That was an understatement. Snow had screamed with raw rage, ordering the removal of his 'pets' to a wolf pit, then proceeded to have them 'inhumanely' destroyed, crucifying them one by one. The screams had rent the air. Even Hetty had considered it overkill...her black eyes had fastened on Milo, gauging his reaction to his 'brothers' executions. He'd boarded the plane to Britain the next day, glad to be out of the way of his master, and his wrath...

"Do not fail me, Milo." Snow had said, calmly, the self-possession back in place...

Marina walked over the whole house, opening every door and window. Milo followed her, bemused.

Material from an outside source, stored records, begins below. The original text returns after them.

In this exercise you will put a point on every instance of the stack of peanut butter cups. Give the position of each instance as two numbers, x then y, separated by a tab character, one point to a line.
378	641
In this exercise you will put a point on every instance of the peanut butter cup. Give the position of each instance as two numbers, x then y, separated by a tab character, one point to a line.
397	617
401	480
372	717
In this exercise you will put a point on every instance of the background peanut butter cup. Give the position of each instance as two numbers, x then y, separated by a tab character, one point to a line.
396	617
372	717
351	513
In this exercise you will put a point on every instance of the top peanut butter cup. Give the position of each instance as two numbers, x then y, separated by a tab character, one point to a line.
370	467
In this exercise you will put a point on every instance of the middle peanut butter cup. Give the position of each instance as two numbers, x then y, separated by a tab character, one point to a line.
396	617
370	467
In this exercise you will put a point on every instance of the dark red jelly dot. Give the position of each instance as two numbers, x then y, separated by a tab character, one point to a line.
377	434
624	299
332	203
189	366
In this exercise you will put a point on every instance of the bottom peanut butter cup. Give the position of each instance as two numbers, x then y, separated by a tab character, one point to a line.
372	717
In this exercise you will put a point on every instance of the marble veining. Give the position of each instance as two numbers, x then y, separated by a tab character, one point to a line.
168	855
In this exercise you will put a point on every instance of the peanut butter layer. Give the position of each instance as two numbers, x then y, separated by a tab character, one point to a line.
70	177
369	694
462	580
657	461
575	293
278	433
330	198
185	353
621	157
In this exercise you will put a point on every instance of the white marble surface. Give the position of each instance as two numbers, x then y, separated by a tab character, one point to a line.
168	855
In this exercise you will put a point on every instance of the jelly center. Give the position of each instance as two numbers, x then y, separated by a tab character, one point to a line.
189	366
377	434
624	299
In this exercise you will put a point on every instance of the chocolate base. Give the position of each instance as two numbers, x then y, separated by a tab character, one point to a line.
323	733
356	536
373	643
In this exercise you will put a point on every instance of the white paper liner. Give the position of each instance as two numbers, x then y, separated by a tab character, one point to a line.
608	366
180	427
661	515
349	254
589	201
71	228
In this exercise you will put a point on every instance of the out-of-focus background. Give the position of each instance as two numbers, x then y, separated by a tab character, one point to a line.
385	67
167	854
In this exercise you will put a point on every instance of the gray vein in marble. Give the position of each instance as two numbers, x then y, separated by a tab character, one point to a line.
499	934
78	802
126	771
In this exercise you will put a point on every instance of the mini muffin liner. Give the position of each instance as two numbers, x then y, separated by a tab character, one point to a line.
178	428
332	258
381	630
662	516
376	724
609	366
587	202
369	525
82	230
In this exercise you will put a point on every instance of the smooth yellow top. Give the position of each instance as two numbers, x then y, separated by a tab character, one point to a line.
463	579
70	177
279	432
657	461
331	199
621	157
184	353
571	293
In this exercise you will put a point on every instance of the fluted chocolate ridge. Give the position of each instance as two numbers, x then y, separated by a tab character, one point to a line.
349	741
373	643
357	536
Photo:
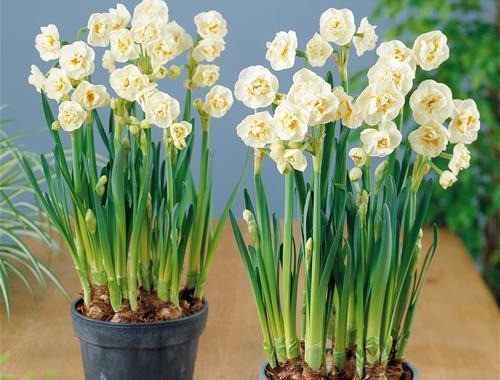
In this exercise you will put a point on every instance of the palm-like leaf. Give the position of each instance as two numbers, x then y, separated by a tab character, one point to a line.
20	219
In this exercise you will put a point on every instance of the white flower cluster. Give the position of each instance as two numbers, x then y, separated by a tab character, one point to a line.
144	42
311	101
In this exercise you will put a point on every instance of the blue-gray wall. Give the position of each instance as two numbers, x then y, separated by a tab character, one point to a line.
250	24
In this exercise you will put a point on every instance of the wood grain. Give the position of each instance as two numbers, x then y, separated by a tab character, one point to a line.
456	333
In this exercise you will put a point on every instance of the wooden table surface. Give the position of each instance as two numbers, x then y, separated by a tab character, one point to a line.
455	336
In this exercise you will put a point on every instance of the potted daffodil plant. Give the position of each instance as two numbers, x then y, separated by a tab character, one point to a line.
338	299
140	222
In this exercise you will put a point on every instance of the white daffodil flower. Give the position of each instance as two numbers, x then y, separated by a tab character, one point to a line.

"Old superstitions," she explained. "Letting the spirits outs..." He'd had the nerve to laugh at that. In reality, she was looking for any signs of recent occupation. No clothes hung in the wardrobes; no food was in the fridge. No blood anywhere, either. And he would have needed it, after such a long journey...the dark veins had been much more pronounced than the last time they had met...She was sure he would have come here...And done what, Marina? Left a note, telling you what to do in the event of every Old One going up in an inferno? She hesitated at the door to his study. She'd asked Milo, politely, to get some supplies from the local shops. He'd asked her how long they were staying.

"Not long," she replied. He got the message. She wanted to be alone with her memories.

The door opened with a soft click. The room was exactly as she remembered. Wood panelling, a large fireplace, the only difference was the Arts and Crafts surround, carved with vines and leaves. Chesterfield sofas and varnished wooden floorboards. Books all around, some volumes would date back to Shakespeare and beyond...She rooted through some newspapers that lay on the desk. They were dated to not long before his...she slowly opened the desk drawers, it felt like an invasion of his privacy, somehow. Nothing. They were completely bare. Her eyes searched the room, but it felt empty, cold, its owner was gone...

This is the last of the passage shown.